My cousin Teresa Neptune, the photographer, and I are still working on our collaborative project–Roadtrips to the Moon. Wednesday night found us “camping” in her charming shipshape van at the edge of the lava flow at Valley of Fires. The stars came out, so did gnats, we walked and ate dinner in the chairs and table that swiveled so cleverly out of the walls. And talked about where we were–a 5000 year old lava flow of pahoehoe that no doubt local inhabitants saw when it began to burn. The black vent in the earth that birthed it. Trinity Site, so close as the crow flies. Hiroshima, not that far away.
We also spent dusk in Carrizozo, which turned out to have a charming and eccentric arts street, resplendent with a parade of painted burros (reminiscent of Santa Fe’s trail of painted ponies) and even more appealing–wild funky sculptures made of recycled metal parts–a mouse, a big bug.

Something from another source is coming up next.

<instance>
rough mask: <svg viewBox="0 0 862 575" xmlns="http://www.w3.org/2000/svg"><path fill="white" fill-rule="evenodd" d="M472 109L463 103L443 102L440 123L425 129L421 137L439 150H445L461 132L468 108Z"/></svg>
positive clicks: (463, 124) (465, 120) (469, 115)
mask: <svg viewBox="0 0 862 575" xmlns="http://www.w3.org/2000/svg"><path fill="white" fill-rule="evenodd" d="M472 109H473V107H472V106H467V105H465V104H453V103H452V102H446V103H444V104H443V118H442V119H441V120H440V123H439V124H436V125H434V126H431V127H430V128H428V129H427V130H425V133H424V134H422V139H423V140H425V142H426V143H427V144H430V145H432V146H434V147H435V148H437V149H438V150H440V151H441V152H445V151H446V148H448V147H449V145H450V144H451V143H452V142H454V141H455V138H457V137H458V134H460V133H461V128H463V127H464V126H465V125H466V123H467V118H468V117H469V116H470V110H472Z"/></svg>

The next day we had coffee at the local cafe, trying to wait out the rain. Teresa asked if I would know where I was if I suddenly dropped out of the sky, and I wouldn’t…might it be Berkeley, or Las Cruces, or…Then on to the petroglyphs at 3 Rivers, where a fighter jet split the sky, lightning forked, and my intrepid photographer scrambled over rocks, capturing images intensifying or vanishing in the changing light and intermittent rain. Poetry being a less athletic art, I sat at a picnic table, watching the great mountain behind us and the workings of my mind.
I was haunted by the feeling that I was leaving something out of the poems…I added in Robert Oppenheimer in a hat, sotol, a planet, sleep, and that fabulous Polynesian word for slow moving lava. I’ll have to re-read to see what I have.